Management of the Klamath Project
Unlike federal reclamation projects elsewhere in the arid West, the
Klamath Project does not have a major water storage reservoir backed up behind
a large dam. The Upper Klamath
Lake (“UKL”), which is the principal water supply feature of the Project,
is relatively shallow, and its 1917 dam is too small to capture and store
large quantities of spring run-off. Def.
Ex. 3 (KP Historic Op. at 30); Pacific Coast Federation of Fishermen’s
Ass’ns v. U.S. Bureau of Reclamation (“PCFFA v. BOR I”), 138 F.
Supp. 2d 1228, 1231 (N.D. Cal. 2001). The
Project thus lacks facilities to store water in wet years to meet all water
needs in dry years. As a result,
operation of the Klamath Project often requires Reclamation to balance
numerous competing legal obligations and demands for limited Project water
supply. PCFFA v. BOR I, 138
F.Supp.2d at 1231.
Reclamation’s obligations in managing and operating the Klamath
Project pending completion of the Adjudication are discussed in a 1997
memorandum from two Department of the Interior Regional Solicitors’ offices.
This 1997 memorandum “reaffirms long-standing positions of the United
States regarding management of water projects for irrigation, wildlife
protection, and Indian rights, and builds on the July 25, 1995, memorandum
from the Regional Solicitor, Pacific Southwest Region, to the Regional
Director, Bureau of Reclamation, Mid-Pacific Region (July 25 memorandum).”

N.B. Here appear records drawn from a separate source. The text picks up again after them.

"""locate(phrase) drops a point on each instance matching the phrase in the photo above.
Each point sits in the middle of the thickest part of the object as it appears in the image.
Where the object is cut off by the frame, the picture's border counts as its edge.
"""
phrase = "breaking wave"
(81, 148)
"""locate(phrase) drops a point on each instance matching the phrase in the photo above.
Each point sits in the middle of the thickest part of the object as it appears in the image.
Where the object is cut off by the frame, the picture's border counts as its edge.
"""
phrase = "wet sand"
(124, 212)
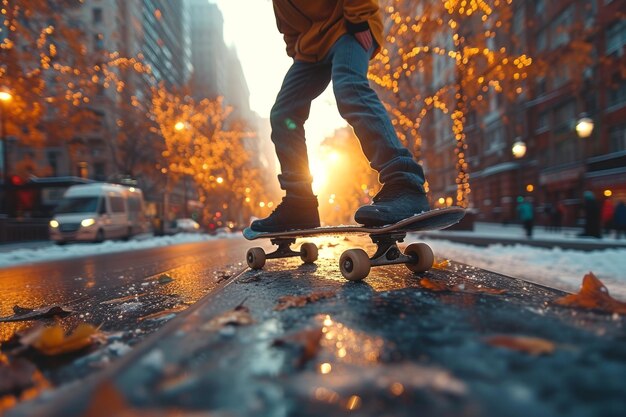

1997 Reg. Solicitor’s Memo. at 2 (Pls. Ex. 28).
The 1997 memorandum describes Reclamation’s obligations in managing
and operating the Klamath Project as follows:
[p]ending
completion of the adjudication, Reclamation is authorized and obligated to
manage and operate the Klamath Project consistent with all of Reclamation’s
responsibilities and obligations concerning senior water rights, tribal trust
resources, Project water users’ contractual rights, the Endangered Species
Act and other requirements mandated by law and within the authority of the
Secretary. These obligations may
be clarified or otherwise affected by the pending adjudication; however,
Reclamation will continue to have authority to manage and operate the Project
consistent with its obligations after completion of the adjudication.
Id. at 11.
Like the 1997 memorandum, the 1995 memorandum referenced therein
also
discusses Reclamation’s obligations with respect to Klamath Project water
users, the wildlife refuges, the tribes, and under the Endangered Species Act
(“ESA”). See 1995 Reg.
Solicitor’s Mem. at 7-9 (Pls. Ex. 2 at 46).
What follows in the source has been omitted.